If you remember how many readers there are and how popular Harry Potter books are/were, it doesn’t seem like many, does it? Just over a million people reading the first lot of books when we already established that there are around 200 million English speaking readers! 199 million went without reading Harry Potter!
Did they expect to sell only that many copies - so that’s less than 1% of the reading population in (for example) the US wanted to read Harry Potter? Nope, not so. There were many more print runs after that, and again after that.
According to Nielsen Bookscan (UK) they’re up to around 3 million copies sold in the UK for each of the Harry Potter books. Sorry no such stats available to me for the US, which is annoying, although we can estimate:
3 million copies sold in UK, 30 million readers. That’s 10% of the population of readers that bought/read harry potter. 1 in 10 people. Wow, that’s actually a lot! Although, that’s still 9 people out of 10 that didn’t think the third Harry Potter book was worth a read.
And if we estimate that it’s the same in the US (10%): 15 million Harry Potter books (the third in the series) sold.
That means 135 million said, nah, I’m not reading that.

Your thoughts?
I thought everyone had read Harry Potter (actually, I haven't, but I probably will some day).

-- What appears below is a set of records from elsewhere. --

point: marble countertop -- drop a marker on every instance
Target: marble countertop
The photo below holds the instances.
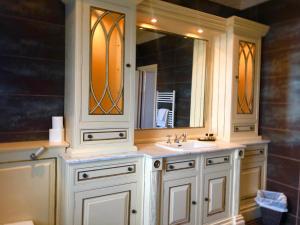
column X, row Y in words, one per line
column 146, row 150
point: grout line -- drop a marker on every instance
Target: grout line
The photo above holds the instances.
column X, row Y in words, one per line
column 283, row 184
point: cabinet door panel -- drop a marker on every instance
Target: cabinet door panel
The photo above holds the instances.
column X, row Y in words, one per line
column 102, row 207
column 27, row 192
column 216, row 193
column 107, row 206
column 107, row 47
column 177, row 201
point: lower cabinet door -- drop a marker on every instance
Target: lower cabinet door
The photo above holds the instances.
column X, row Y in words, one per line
column 107, row 206
column 179, row 202
column 216, row 193
column 252, row 179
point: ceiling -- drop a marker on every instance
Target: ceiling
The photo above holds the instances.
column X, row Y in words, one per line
column 239, row 4
column 143, row 36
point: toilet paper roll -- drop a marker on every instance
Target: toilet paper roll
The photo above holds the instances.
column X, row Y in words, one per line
column 21, row 223
column 57, row 122
column 56, row 135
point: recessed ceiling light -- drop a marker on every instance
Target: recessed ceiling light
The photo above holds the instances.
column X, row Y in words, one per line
column 153, row 20
column 200, row 31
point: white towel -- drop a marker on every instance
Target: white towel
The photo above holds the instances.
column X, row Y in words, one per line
column 162, row 117
column 21, row 223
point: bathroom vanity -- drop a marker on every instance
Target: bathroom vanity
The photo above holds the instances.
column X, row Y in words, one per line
column 117, row 174
column 120, row 104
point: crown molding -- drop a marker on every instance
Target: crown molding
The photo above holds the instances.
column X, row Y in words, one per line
column 240, row 25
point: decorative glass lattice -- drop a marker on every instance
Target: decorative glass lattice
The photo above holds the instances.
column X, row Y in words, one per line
column 246, row 76
column 106, row 94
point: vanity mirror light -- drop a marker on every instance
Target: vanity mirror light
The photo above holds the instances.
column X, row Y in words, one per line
column 170, row 80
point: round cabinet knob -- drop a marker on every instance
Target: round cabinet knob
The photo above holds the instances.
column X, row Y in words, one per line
column 134, row 211
column 156, row 164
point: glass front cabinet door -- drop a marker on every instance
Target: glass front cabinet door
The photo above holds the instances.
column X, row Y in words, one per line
column 246, row 85
column 107, row 65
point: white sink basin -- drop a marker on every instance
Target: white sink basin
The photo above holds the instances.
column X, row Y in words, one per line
column 187, row 146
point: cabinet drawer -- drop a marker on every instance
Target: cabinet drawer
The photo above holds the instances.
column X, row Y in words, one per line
column 92, row 136
column 254, row 152
column 94, row 173
column 209, row 161
column 171, row 166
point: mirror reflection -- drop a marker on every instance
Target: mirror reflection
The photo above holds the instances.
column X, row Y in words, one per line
column 170, row 80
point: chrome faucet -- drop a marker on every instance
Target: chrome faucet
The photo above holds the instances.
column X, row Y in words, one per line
column 184, row 137
column 176, row 139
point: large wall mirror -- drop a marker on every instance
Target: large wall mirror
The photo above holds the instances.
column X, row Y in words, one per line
column 170, row 80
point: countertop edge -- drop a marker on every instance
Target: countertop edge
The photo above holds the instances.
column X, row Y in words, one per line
column 29, row 145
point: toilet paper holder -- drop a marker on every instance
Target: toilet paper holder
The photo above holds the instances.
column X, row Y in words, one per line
column 39, row 151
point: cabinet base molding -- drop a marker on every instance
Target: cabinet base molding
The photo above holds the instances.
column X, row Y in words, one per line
column 235, row 220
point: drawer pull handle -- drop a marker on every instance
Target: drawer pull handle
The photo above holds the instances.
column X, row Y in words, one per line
column 134, row 211
column 85, row 176
column 171, row 167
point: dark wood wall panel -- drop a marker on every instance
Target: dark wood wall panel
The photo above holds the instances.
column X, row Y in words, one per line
column 280, row 97
column 31, row 67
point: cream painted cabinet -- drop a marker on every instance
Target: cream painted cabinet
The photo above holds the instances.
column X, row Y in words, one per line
column 100, row 69
column 113, row 205
column 179, row 202
column 216, row 196
column 246, row 72
column 27, row 191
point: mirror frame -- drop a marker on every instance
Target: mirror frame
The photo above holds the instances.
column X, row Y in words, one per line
column 146, row 11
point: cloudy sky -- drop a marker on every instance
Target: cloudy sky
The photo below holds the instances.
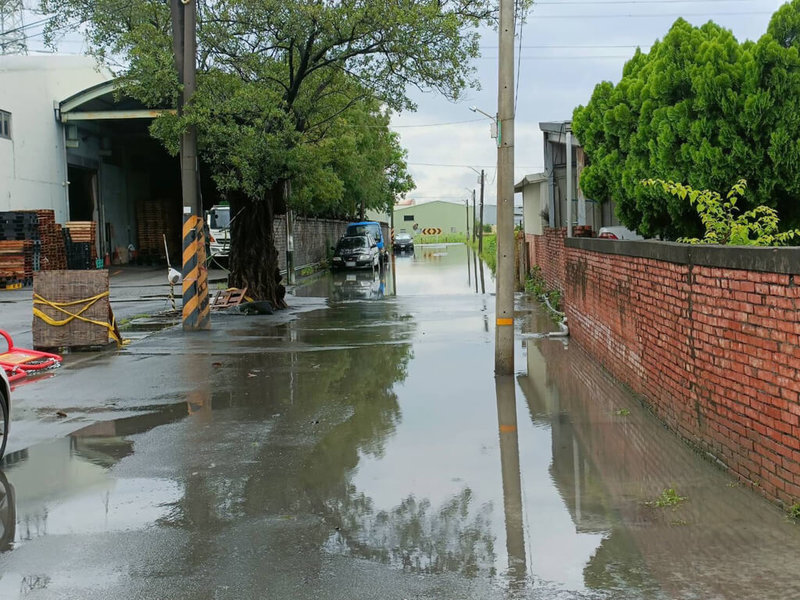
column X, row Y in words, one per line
column 567, row 46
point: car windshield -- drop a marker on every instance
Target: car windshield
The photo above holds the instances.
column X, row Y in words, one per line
column 363, row 230
column 220, row 218
column 353, row 242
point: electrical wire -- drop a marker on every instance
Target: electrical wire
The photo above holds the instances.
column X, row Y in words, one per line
column 658, row 16
column 432, row 124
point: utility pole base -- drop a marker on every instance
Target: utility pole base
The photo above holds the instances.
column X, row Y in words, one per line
column 195, row 276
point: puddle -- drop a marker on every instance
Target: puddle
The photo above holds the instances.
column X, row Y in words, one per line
column 365, row 450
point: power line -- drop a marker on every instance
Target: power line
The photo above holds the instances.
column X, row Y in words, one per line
column 574, row 46
column 467, row 166
column 602, row 2
column 657, row 16
column 575, row 57
column 434, row 124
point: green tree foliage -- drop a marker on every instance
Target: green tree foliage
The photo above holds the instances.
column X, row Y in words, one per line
column 700, row 107
column 289, row 90
column 724, row 222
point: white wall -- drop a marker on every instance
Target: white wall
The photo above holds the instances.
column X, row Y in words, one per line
column 534, row 200
column 32, row 163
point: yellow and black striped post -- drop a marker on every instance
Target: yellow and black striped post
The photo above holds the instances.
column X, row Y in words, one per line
column 195, row 275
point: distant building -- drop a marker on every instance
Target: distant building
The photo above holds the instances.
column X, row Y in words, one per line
column 545, row 194
column 33, row 145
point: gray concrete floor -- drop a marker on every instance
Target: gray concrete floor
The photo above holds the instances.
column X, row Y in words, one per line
column 359, row 446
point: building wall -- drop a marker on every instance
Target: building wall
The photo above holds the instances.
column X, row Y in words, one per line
column 32, row 172
column 534, row 201
column 313, row 239
column 449, row 217
column 709, row 337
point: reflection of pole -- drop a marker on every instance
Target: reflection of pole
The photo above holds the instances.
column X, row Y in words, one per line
column 475, row 260
column 480, row 233
column 480, row 266
column 512, row 485
column 394, row 277
column 504, row 282
column 469, row 268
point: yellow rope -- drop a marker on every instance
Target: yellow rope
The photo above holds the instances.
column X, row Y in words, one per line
column 60, row 306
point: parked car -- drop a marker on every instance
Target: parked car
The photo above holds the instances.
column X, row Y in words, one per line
column 5, row 409
column 403, row 242
column 618, row 232
column 372, row 228
column 356, row 251
column 358, row 285
column 218, row 219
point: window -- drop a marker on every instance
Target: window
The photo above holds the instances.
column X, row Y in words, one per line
column 5, row 124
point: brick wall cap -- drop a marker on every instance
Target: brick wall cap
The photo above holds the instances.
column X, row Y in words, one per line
column 784, row 260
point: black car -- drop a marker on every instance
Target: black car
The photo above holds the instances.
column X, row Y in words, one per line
column 356, row 251
column 403, row 242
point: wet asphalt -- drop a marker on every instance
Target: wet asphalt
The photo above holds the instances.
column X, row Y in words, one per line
column 359, row 446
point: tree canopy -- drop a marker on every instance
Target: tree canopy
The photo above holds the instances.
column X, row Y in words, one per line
column 702, row 108
column 296, row 90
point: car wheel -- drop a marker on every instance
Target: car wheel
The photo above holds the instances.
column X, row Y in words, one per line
column 3, row 423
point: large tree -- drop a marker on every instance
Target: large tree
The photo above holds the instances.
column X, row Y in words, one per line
column 277, row 78
column 703, row 109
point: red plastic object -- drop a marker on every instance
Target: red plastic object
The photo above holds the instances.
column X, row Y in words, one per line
column 27, row 361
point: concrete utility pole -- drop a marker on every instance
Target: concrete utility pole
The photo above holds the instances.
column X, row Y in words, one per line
column 466, row 206
column 195, row 273
column 569, row 179
column 12, row 28
column 480, row 233
column 474, row 223
column 504, row 313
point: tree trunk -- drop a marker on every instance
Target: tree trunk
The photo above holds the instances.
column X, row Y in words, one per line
column 253, row 257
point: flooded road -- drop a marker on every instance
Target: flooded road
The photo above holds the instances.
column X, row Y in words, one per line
column 364, row 449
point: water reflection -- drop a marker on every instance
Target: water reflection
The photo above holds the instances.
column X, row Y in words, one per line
column 610, row 457
column 8, row 519
column 512, row 487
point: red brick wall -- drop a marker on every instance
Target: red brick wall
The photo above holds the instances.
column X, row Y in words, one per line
column 714, row 351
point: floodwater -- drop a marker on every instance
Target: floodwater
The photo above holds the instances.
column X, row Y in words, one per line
column 365, row 450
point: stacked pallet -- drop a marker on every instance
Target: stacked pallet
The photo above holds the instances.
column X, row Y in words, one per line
column 18, row 226
column 20, row 247
column 157, row 218
column 81, row 248
column 12, row 263
column 54, row 253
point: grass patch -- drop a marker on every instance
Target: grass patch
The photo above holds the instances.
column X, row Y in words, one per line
column 669, row 497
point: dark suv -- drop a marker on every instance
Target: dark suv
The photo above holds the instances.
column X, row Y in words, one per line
column 356, row 251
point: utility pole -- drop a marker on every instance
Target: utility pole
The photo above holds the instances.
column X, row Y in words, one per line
column 474, row 224
column 466, row 205
column 504, row 313
column 195, row 273
column 480, row 233
column 569, row 179
column 12, row 28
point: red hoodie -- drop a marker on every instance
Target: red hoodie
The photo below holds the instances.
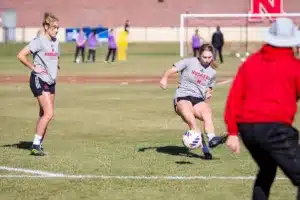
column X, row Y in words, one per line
column 265, row 89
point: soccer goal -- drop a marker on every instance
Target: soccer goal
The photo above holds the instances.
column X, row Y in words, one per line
column 243, row 33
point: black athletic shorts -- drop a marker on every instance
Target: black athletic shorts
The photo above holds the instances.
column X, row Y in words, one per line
column 193, row 100
column 37, row 86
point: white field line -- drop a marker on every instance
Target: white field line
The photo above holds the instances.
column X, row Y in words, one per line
column 43, row 174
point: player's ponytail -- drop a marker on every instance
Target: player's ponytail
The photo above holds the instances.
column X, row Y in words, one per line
column 48, row 19
column 208, row 47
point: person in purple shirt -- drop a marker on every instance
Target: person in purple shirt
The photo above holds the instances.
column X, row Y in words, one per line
column 196, row 43
column 112, row 46
column 80, row 45
column 92, row 44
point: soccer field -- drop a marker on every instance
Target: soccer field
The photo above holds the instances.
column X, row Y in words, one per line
column 115, row 134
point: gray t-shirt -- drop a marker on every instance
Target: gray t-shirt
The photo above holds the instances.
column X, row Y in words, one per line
column 45, row 55
column 195, row 79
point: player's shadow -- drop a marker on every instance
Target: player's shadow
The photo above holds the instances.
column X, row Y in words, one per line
column 21, row 145
column 174, row 151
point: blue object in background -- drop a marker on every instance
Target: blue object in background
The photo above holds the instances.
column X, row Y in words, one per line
column 102, row 33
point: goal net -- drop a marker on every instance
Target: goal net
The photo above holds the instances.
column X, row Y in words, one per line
column 243, row 33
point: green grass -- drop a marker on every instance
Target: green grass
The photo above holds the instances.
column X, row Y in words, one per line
column 117, row 130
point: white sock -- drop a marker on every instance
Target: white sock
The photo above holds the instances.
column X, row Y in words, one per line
column 37, row 139
column 210, row 136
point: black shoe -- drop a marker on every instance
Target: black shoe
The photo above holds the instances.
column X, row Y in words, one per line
column 37, row 151
column 207, row 156
column 217, row 140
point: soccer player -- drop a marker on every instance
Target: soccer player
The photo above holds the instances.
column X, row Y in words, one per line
column 45, row 51
column 196, row 43
column 198, row 78
column 92, row 44
column 218, row 43
column 126, row 26
column 80, row 45
column 262, row 104
column 112, row 46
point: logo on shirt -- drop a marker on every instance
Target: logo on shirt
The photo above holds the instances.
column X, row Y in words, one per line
column 52, row 53
column 200, row 77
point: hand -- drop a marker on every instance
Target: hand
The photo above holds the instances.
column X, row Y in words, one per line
column 233, row 143
column 40, row 70
column 208, row 93
column 163, row 83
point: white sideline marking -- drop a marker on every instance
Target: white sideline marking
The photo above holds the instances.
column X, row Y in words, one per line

Why did I bring this tidbit of information up? Well, if you’re an author and nine out of ten people don’t want to read your book, maybe you shouldn’t feel too down? It may be that you just haven’t found the millions of people that do want to read your book?
Hell, if it was 1 in 100 that wanted to read your book, then that’s still well over 1 million copies sold in the US alone.
And what about if there were 999 people that didn’t want to read your book but the 1,000th did (1 in 1,000), that’s crap loads over 100,000 books sold in the US. Still great sales for anyone!

More thoughts:
So, if you’re a reader and you find it hard to find a person that likes your favourite author, keep asking around, maybe by the 100th or 1,000th person you’ll find someone that does.

If you’re an author, then don’t be disgruntled when you get a rejection from a publisher or when the 5 friends you showed it to didn’t like the story, there’s still a chance that there are thousands or millions that will.

Last thoughts:
I’m very aware that statistics can be manipulated or abbreviated or spliced and will then give false data, so please don’t take any of this information as ‘gospel’. This is a blog, and blogs are for people that like to unload what’s in their brain and put it to paper... okay, the internet.
Enjoy, discuss, or call it nonsense. But you did read it, so you must have thought about it too?